Als «20 Minuten» nun in verschiedenen Pflegeeinrichtungen nachfragte, zeigte sich, dass die Zahlen tief bleiben. Im Pflegeheim Magda in Hilterfingen BE bewegte man sich mit 26 Prozent in etwa im Rahmen der vom Kanton Bern geschätzten 30 Prozent Impfwilligen. Im St. Galler Altersheim Rotmonten sind bislang nur rund zehn Prozent der Mitarbeitenden zur Impfung angemeldet. Auf den gleich niedrigen Wert kommt man laut «Tagblatt» das Altersheim Möösli in Gams SG.

Während sich bis zu 90 Prozent der Heimbewohnerinnen und -bewohner gegen das Coronavirus immunisieren lassen wollen, scheint beim jüngeren Pflegepersonal die Skepsis zu überwiegen. Als Grund dafür nennt Medinside, die fehlende Erfahrung mit den neuen RNA-Impfstoffen. Ohne Langzeitstudien wollten sich viele der Pflegenden nicht impfen lassen. Die Rede sei mitunter von einer «politisch erzwungenen Schnellschuss-Impfung» gewesen, und dass man nicht als «Versuchskaninchen» herhalten wolle.

Kurt Ryser, Leiter des Altersheims Rotmonten, sagte zu «20 Minuten», bei den Mitarbeiterinnen würden zudem verschiedene Studien kursieren, «wonach zum Beispiel die Impfung die Fruchtbarkeit beeinträchtigen könnte». Da es sich bei den Mitarbeiterinnen grossteils um junge Frauen handle, könne das der Skepsis Vorschub leisten.

 Vertrauen durch Information

Thomas Steffen, Kantonsarzt von Basel-Stadt und Vorstand der Vereinigung der Kantonsärzte, meint gegenüber «20 Minuten», man müsse prinzipiell unterscheiden zwischen denjenigen Personen, «welche noch offene Fragen haben und einer kleineren Gruppe, welche Impfungen generell ablehne». Seiner Meinung nach werde die Impfbereitschaft weiter ansteigen, sobald zu den Impfstoffen «die häufig nachgefragten Informationen vorliegen und sich auch der Nutzen der Impfung im Alltag klar zeigt».

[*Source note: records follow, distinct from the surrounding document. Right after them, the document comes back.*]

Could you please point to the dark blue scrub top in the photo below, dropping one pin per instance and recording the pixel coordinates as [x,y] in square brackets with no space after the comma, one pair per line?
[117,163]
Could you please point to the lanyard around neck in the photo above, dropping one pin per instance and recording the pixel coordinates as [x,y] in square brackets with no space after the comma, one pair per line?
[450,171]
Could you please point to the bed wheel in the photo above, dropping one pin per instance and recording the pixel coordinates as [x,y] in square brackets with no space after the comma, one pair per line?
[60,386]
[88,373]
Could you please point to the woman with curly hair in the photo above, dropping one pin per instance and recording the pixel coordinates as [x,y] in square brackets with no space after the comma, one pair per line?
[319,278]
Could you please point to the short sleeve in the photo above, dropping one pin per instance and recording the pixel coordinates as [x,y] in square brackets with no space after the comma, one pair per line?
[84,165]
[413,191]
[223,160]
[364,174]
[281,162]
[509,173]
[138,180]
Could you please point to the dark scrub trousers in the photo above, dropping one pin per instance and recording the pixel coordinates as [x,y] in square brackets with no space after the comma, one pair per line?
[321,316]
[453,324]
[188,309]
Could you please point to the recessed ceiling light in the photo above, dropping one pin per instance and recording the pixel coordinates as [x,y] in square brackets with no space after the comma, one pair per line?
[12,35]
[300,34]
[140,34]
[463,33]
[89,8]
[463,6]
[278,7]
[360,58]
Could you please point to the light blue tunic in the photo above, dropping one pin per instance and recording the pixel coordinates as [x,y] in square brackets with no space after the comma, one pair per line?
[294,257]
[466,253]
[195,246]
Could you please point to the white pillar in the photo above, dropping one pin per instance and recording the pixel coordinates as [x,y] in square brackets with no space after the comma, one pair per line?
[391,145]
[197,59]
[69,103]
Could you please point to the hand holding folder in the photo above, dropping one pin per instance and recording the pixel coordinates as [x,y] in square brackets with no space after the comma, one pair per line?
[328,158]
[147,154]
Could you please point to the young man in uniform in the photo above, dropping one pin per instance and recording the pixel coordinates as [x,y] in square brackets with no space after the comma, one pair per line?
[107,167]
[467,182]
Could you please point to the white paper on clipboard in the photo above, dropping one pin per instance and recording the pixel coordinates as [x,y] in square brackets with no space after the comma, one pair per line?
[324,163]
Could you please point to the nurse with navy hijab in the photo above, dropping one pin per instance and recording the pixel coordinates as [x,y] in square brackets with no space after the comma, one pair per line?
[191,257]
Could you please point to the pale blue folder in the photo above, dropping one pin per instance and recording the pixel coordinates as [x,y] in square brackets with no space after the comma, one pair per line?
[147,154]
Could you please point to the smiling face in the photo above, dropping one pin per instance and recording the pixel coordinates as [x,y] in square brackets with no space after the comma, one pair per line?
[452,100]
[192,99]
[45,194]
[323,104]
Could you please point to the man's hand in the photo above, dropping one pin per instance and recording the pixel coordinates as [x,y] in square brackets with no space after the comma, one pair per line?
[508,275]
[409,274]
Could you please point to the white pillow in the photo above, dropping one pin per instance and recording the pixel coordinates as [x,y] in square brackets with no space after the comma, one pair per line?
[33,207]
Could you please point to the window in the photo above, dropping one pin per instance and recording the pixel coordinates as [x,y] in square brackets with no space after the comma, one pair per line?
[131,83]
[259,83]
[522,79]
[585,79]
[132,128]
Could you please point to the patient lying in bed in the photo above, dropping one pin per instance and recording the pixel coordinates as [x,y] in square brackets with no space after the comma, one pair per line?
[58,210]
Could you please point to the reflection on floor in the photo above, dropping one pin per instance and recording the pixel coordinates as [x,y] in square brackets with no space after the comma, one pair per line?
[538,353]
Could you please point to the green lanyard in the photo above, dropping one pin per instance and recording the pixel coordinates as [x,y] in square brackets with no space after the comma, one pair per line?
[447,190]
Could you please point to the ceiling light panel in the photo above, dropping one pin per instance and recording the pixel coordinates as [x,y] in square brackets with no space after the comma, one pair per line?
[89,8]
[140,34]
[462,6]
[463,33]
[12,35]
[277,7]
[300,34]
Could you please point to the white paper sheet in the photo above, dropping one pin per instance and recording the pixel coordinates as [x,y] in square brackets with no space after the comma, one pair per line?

Verständnis für die kritische Haltung der Pflegenden zeigte Daniel Höchli, Direktor von Curaviva, dem Branchenverband von Institutionen für Menschen mit Unterstützungsbedarf. Es sei noch vieles zu den Impfstoffen unklar, sagte Höchli Anfang Dezember bei SRF, etwa wie er wirke und wie gross die Risiken durch Nebenwirkungen seien. Er appellierte deshalb an den Bund, durch Information Vertrauen zu schaffen. Ein rechtlich möglicher Impfzwang für die Berufsgruppe betrachtet Curaviva als kontraproduktiv. In der Medinside-Umfrage erklärten einige Pflegefachleute, sie würden ihren Beruf bei Einführung eines Impfobligatoriums aufgeben.

Obwohl die Experten des Bundes gerade erst wieder in einer Medienkonferenz betonten, dass der Impfstoff sicher sei, scheint es darauf hinauszulaufen, dass sich der Impfstoff nun rasch in der Schweizer Praxis bewähren muss. Steigen könnte die Impfbereitschaft indes auch durch weitere Erkenntnisse zu schweren Covid-19-Verläufen und Spätfolgen auch bei jungen Menschen. Denn auch von diesen wird bei den hohen Fallzahlen weltweit immer häufiger berichtet.